(1.) THIS is a defendants' second appeal. Plaintiff Smt. Rasool Fatima filed Civil Suit No. 132 of 1963 against Sri Ganeshi Lal and his son Bal Krishan for a mandatory injunction to close the windows which they had opened on the southern side in the upper storey of their house while renovating the house. It was asserted by the plaintiff that the opening of the windows by the defendant on the southern wall of their house was infringing the privacy of the females of the plaintiff's house who were purdanashin ladies.
(2.) THE suit was contested by the defendants on the ground that neither the plaintiff was a purdanashin lady nor was there any custom prevailing in the locality by virtue of which the plaintiff had acquired the easementary right of privacy, and that the windows in the southern wall in the defendant's house existed for over fifty years without interruption for enjoying right and air and the defendants have acquired this prescriptive right of easement. On the pleading of the parties the following issues were framed by the trial court:- (1) whether the defendants have opened new windows on their southern upper storey wall so as to infringe the right of privacy of the plaintiff? (2) Whether the plaintiff is a Purdanashin lady and has she acquired a customary easement of privacy? (3) To what relief, if any, is the plaintiff entitled?

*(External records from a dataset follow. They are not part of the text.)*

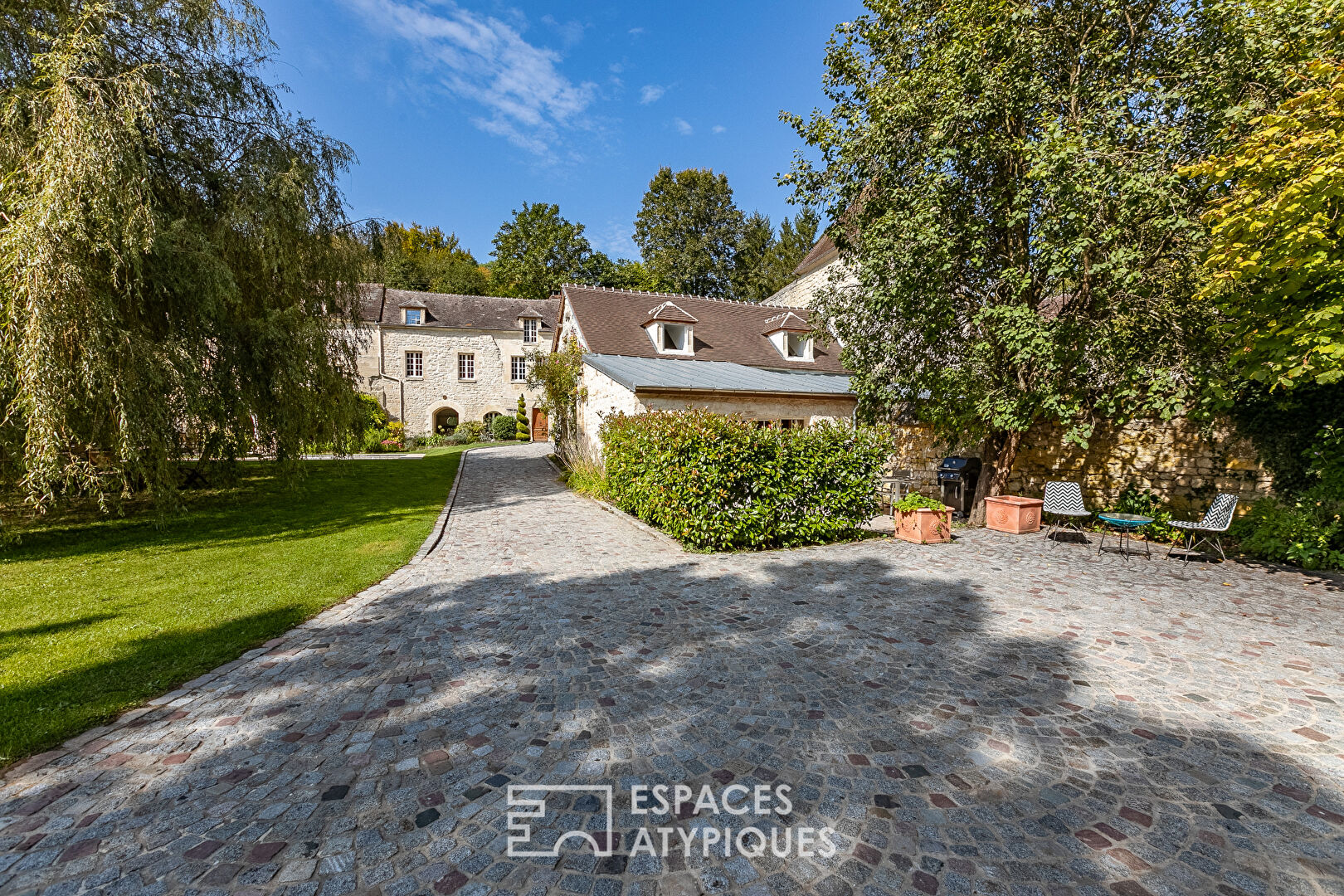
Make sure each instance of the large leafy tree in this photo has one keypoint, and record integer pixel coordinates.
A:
(171, 249)
(689, 229)
(1003, 176)
(1277, 254)
(537, 251)
(425, 258)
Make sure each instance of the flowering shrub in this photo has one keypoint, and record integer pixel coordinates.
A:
(721, 483)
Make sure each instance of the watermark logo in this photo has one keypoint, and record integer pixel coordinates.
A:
(743, 835)
(533, 809)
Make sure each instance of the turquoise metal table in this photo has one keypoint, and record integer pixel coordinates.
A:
(1124, 527)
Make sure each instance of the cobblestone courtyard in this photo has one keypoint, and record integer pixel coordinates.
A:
(992, 716)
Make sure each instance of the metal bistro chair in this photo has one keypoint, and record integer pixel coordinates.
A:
(1064, 500)
(1209, 529)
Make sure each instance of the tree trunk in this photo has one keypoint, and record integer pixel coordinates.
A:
(997, 455)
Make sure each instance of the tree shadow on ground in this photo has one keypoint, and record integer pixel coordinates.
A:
(951, 752)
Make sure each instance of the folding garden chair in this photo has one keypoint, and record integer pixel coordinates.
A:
(1209, 529)
(1064, 504)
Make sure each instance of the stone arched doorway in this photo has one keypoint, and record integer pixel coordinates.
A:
(446, 421)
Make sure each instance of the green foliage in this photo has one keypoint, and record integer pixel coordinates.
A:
(173, 251)
(1305, 529)
(687, 230)
(468, 433)
(425, 258)
(520, 430)
(558, 373)
(537, 251)
(1142, 503)
(504, 427)
(719, 483)
(587, 476)
(916, 501)
(762, 264)
(1283, 425)
(1277, 254)
(622, 275)
(1003, 176)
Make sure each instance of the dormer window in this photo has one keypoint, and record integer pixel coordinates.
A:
(791, 336)
(674, 338)
(671, 329)
(797, 347)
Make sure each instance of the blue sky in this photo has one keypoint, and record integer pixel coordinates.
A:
(460, 112)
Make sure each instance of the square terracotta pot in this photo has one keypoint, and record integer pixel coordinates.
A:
(1011, 514)
(923, 525)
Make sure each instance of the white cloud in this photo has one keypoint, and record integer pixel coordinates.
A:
(485, 61)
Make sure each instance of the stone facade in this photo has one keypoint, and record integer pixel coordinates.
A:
(417, 399)
(1172, 458)
(604, 397)
(802, 292)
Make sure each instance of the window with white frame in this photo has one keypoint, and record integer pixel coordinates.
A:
(675, 338)
(799, 347)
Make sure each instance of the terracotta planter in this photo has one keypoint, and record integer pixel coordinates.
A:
(923, 525)
(1011, 514)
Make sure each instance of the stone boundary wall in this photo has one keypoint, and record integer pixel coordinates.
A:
(1172, 458)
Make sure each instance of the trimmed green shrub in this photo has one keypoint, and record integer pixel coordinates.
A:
(721, 483)
(504, 427)
(520, 430)
(468, 433)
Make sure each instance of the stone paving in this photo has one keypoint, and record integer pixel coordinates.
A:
(992, 716)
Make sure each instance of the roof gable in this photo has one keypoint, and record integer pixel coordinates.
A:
(613, 321)
(455, 312)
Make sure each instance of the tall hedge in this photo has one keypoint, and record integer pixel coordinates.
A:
(721, 483)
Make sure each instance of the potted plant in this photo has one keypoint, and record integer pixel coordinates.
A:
(1012, 514)
(923, 520)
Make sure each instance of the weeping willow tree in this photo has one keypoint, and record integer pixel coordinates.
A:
(173, 265)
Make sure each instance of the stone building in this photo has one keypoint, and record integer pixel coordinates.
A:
(660, 351)
(1181, 461)
(433, 360)
(819, 269)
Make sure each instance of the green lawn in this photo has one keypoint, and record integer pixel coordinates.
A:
(97, 617)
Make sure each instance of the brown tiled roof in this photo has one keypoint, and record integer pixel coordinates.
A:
(457, 312)
(821, 254)
(611, 321)
(670, 314)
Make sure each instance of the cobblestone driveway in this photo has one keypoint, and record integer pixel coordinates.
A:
(993, 716)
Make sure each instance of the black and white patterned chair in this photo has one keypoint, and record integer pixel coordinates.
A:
(1209, 529)
(1064, 503)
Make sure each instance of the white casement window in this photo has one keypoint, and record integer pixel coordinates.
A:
(675, 338)
(799, 347)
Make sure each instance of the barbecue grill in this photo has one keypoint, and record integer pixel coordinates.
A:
(957, 477)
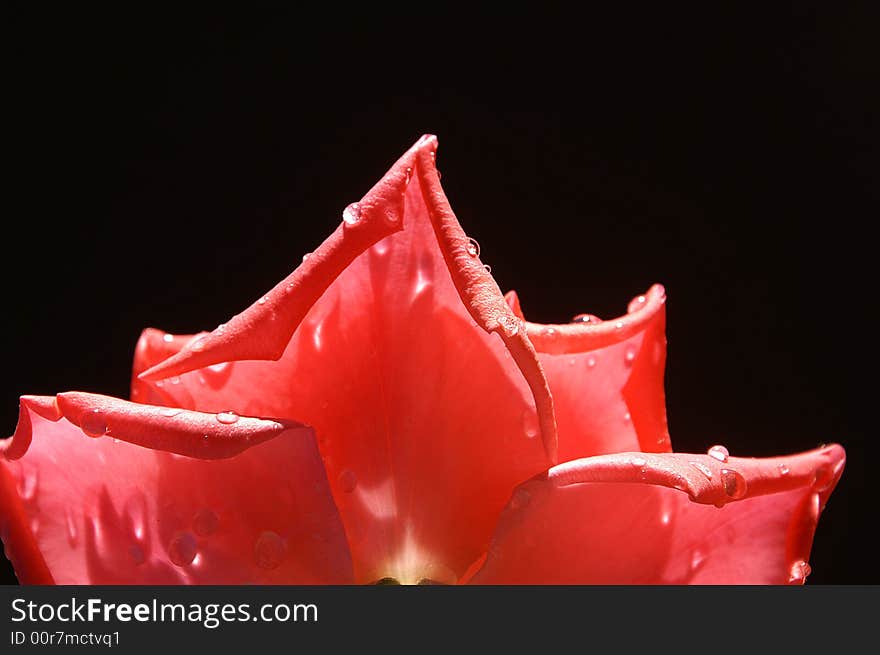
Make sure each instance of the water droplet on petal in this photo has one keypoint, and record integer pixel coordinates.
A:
(27, 486)
(227, 418)
(182, 549)
(509, 324)
(352, 214)
(823, 478)
(586, 318)
(72, 532)
(636, 304)
(93, 423)
(718, 452)
(348, 481)
(734, 483)
(697, 559)
(269, 550)
(137, 554)
(521, 498)
(205, 522)
(799, 572)
(530, 423)
(702, 468)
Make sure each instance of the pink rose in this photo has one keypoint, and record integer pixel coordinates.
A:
(385, 414)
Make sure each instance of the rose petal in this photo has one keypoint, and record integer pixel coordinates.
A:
(425, 418)
(155, 346)
(638, 518)
(80, 510)
(607, 379)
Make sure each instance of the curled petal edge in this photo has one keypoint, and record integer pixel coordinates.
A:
(570, 338)
(183, 432)
(264, 329)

(3.) LEARNED counsel for the appellants has contended that the finding of the court below that the windows in the southern wall of the defendant's house infringed the privacy in the house of the plaintiff has not been recorded on a correct apperciation of the evidence on the record. This contention of the learned counsel cannot be accepted in second appeal. The learned Munsif has recorded a clear finding on the basis of the evidence on record and the Commissioner's report that there was no room for doubt that the privacy of the plaintiff on the upper storey was substantially infringed from the windows in dispute. The trial court also held that the plaintiff was a Pardanashin lady and enjoyed the customary right of privacy. The lower appellate court on reappraisal of the evidence on the record held that the windows in the southern wall of the upper storey of the defendants' house had infringed plaintiff's right of privacy in the upper storey of her house. Those findings of the lower appellate court are findings of fact and cannot be assailed or disturbed in second appeal.